Why is doing our taxes so difficult? I'm a man with above average intelligence. I understand numbers and basic math. But no matter how many times I read the tax booklets, I can never figure out what I'm supposed to write in those little boxes on the forms. Why do they have to so complicated? Nothing in those instruction booklets makes sense. Why do we even have to do our taxes anyway?
Every year, I go through the same routine of filling out this form, subtracting those numbers, and completing this schedule. I put all the numbers where I think they belong and I get a total. About the only thing I understand on my tax forms are the little smiley faces. When I'm getting money back it's a happy face. If I owe it's a sad face. Everything else on the form is like reading Chinese to me. Every year, I mail out my taxes and I get a notice several weeks later showing the mistakes I made. This tells me that the IRS or someone somewhere is checking my forms and numbers and verifying that I did it right. If they're going to re-do the work I've already done, why can't they just do them for me in the first place. Leave me out of it. It only saddens me to see how little money I make every year anyway.
This year after crunching all the numbers and filling in all the boxes I've come to two conclusions. I either owe the state about $100 or I'm getting a refund of $900. I'm not sure if either one is right but I filed the refund version with my fingers crossed.

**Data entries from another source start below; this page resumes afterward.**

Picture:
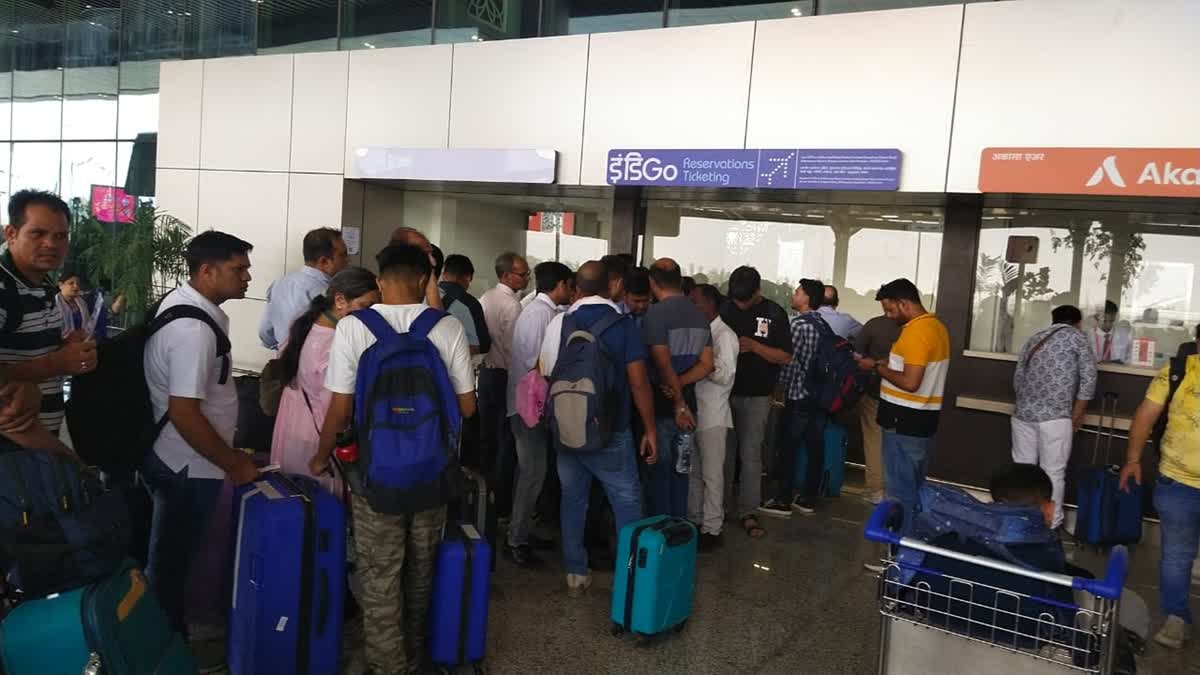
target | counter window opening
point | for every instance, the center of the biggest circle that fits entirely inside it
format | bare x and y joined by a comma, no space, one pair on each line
1132,274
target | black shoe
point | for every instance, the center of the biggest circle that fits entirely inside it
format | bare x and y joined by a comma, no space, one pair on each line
541,544
709,543
522,556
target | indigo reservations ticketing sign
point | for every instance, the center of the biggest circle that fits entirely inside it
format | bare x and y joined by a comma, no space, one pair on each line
787,169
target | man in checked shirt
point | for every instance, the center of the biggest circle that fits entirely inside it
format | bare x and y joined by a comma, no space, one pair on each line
804,422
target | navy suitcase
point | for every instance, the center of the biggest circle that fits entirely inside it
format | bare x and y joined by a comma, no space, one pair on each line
1107,515
459,611
288,578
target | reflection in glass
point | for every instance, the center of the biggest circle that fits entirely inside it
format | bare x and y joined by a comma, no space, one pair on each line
855,248
289,27
696,12
473,21
563,17
1035,260
371,24
35,166
138,99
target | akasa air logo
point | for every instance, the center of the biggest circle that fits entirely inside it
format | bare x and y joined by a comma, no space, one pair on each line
1152,173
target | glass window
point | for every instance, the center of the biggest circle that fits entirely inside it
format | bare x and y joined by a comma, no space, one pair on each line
371,24
36,166
563,17
138,100
855,248
467,21
1132,274
696,12
297,25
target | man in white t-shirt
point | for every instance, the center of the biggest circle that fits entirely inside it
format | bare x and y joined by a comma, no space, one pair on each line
395,549
192,390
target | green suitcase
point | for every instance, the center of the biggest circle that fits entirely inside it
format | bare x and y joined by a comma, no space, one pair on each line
114,626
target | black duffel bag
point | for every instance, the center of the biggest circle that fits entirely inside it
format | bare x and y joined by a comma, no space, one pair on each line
59,526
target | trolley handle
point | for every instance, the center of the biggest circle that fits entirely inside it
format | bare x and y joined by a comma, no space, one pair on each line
885,523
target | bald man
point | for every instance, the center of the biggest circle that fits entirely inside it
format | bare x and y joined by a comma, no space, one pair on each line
615,466
414,237
681,346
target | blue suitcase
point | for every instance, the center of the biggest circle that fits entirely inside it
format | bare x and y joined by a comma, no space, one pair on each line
288,578
833,475
114,626
653,591
459,611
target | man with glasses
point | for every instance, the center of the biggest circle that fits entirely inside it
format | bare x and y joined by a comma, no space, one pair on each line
501,309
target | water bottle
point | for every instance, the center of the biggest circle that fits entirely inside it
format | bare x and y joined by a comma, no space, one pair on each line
683,443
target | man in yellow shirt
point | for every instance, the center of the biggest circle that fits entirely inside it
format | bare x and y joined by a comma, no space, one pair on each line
1177,490
913,378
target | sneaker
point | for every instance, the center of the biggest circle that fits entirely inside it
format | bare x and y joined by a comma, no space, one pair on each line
804,507
577,585
777,508
709,543
1174,633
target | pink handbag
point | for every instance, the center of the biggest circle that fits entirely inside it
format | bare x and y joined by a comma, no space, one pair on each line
532,390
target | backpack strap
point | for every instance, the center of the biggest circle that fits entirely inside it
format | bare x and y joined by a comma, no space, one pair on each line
424,323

A few years ago I was living in one state but working in another. What a nightmare those taxes were. I had to file taxes for both states plus my federal. The non-resident tax forms will like a book. In the end I had to pay one state eighteen dollars while the other state owed me eighteen dollars. What a waste of time and paper to figure all that out. Why can't one state just pay the other state on my behalf and leave me out of it?
Now I know what you're saying, Tom, just take your taxes to an accountant or the local H&R block. Well, those guys cost money. And someone at the IRS is going to re-do their work to make sure it's correct too. So why bother? And as you can tell, the amount of my refunds every year doesn't add up to much anyway.
So I say to the IRS, just take care of my taxes for me. I have no control over what you're taxing me for anyway. And your booklets and instructions are too confusing. So just do my taxes for me and send me an envelope with a happy face or a sad face on it. I'll know what it means.